AFDconnectivity question

Hi there!
I read the very helpful page under “Concepts” and “Motivation for afdconnectivity”, and related discussion posts. I wanted to clarify - if I have diffusion data for 2 timepoints (before and after a surgical intervention), but unfortunately no EPI distortion correction images, and wanted to quantify changes in a few particular pathways, what is the best method? My understanding is I could either:

  1. Follow the standard preprocessing pipeline, generate a whole brain tractogram for each subject/each timepoint, apply SIFT, tckedit to get specific tracts, and then compare streamline counts.
  2. Follow the standard preprocessing pipeline, generate whole brain tractogram for each subject/each timepoint, tckedit to get tracts of interest, then use afdconnectivity with the -wbft

I’m wondering if these two approaches are correct, and if one is much more valid than the other?
Thanks a lot for your help!

Hi @BennyD,

As far as quantifying the total fibre intra-cellular cross-sectional area of particular pathways of interest, both approaches are “correct”, albeit with different assumptions / physical constraints / pragmatic issues. I have a draft manuscript describing the differences here - which I should have published ages ago - that would otherwise have formed a good demonstration of such; but alas. While the SIFT approach is more faithful to the physical reality of white matter fibres, both approaches suffer from problems related to what I now refer to as “attribution”: selecting which streamlines belong to the pathway of interest and which do not, which becomes highly ill-posed in the absence of something like ACT.

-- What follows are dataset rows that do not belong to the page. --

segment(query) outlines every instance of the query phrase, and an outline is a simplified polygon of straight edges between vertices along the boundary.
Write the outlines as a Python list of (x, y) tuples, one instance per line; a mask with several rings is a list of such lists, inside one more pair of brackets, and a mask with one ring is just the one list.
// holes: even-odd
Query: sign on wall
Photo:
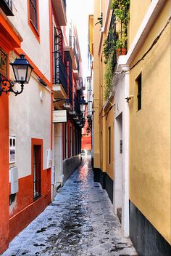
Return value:
[(66, 110), (53, 111), (53, 123), (65, 123), (67, 121)]

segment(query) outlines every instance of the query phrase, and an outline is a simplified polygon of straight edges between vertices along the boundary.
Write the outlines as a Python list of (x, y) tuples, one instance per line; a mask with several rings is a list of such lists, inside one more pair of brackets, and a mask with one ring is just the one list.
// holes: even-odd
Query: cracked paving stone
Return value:
[(94, 183), (91, 158), (60, 188), (54, 200), (10, 244), (2, 256), (130, 256), (106, 191)]

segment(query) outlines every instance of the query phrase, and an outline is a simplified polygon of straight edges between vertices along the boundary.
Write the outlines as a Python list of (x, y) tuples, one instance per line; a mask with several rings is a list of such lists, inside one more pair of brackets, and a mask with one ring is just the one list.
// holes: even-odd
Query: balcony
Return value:
[(59, 25), (67, 25), (66, 0), (51, 0)]
[(76, 69), (77, 65), (76, 65), (76, 63), (75, 63), (75, 57), (74, 57), (74, 52), (73, 52), (72, 47), (64, 47), (64, 51), (70, 52), (70, 57), (72, 59), (72, 68)]
[(7, 16), (14, 16), (12, 13), (12, 0), (1, 0), (0, 8)]
[(67, 99), (67, 72), (61, 54), (54, 52), (54, 75), (53, 89), (54, 98)]

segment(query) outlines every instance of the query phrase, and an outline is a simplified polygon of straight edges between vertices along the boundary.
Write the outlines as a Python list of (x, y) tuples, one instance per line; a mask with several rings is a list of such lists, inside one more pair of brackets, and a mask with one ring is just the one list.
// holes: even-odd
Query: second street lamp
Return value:
[(88, 103), (86, 102), (84, 100), (84, 96), (81, 96), (81, 100), (80, 101), (80, 111), (84, 112), (84, 105), (87, 105)]
[[(7, 94), (11, 92), (17, 96), (22, 92), (24, 84), (28, 84), (33, 68), (24, 55), (20, 55), (20, 58), (16, 58), (13, 63), (10, 63), (15, 77), (14, 81), (7, 79), (3, 79), (1, 74), (0, 74), (0, 95), (1, 95), (2, 92)], [(20, 84), (21, 89), (20, 92), (13, 89), (13, 87), (16, 83)]]

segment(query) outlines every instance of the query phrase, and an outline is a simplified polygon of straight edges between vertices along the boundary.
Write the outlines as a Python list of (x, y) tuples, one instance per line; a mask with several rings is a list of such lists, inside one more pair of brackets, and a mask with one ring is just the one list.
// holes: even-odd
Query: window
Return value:
[(12, 0), (1, 0), (0, 8), (2, 9), (3, 12), (7, 16), (14, 16), (12, 13)]
[(41, 196), (41, 146), (33, 145), (33, 200)]
[(111, 128), (108, 128), (109, 131), (109, 164), (111, 163)]
[(40, 42), (38, 0), (28, 0), (28, 25), (30, 27), (36, 38)]
[(138, 98), (138, 111), (141, 109), (141, 87), (142, 87), (142, 79), (141, 79), (141, 74), (136, 79), (137, 81), (137, 87), (138, 87), (138, 95), (137, 95), (137, 98)]
[(37, 0), (30, 0), (30, 20), (38, 31)]

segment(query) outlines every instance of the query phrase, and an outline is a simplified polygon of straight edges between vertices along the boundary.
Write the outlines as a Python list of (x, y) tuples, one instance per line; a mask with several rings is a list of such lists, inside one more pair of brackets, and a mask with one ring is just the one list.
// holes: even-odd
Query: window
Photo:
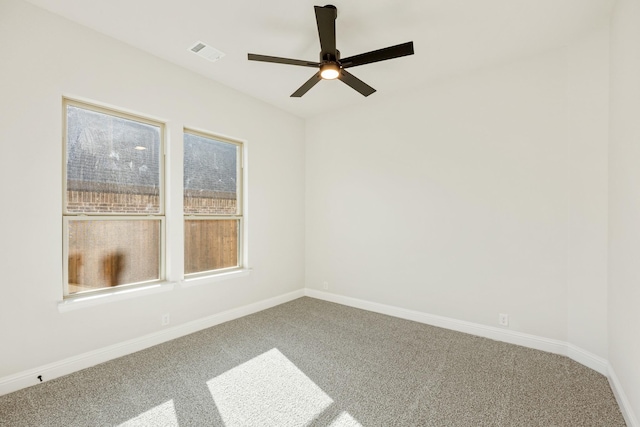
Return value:
[(242, 268), (242, 143), (184, 132), (184, 269)]
[(162, 280), (164, 125), (64, 100), (64, 296)]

The other option is to follow more of an FBA analysis pipeline, but instead of performing statistical inference at the fixel level, instead generate fixel masks in template space corresponding to your pathways of interest, calculate for each subject the mean value of some fixel-wise quantitative parameter (e.g. FD) within that mask, and then perform statistical inference using those summary statistics (one scalar value per pathway per subject). In the absence of EPI distortion correction, which makes subject-wise processing very difficult, this may actually be the more robust option, even if the derived quantity is not precisely identical in physical units or interpretation to “pathway connectivity”: e.g. in the case of mean FD within a fixel mask, what you’re actually quantifying is something more like a “mean fibre volume fraction within pathway” rather than a “total fibre connectivity of pathway”. FDC is perhaps better in that respect, but the interpretation is still convoluted.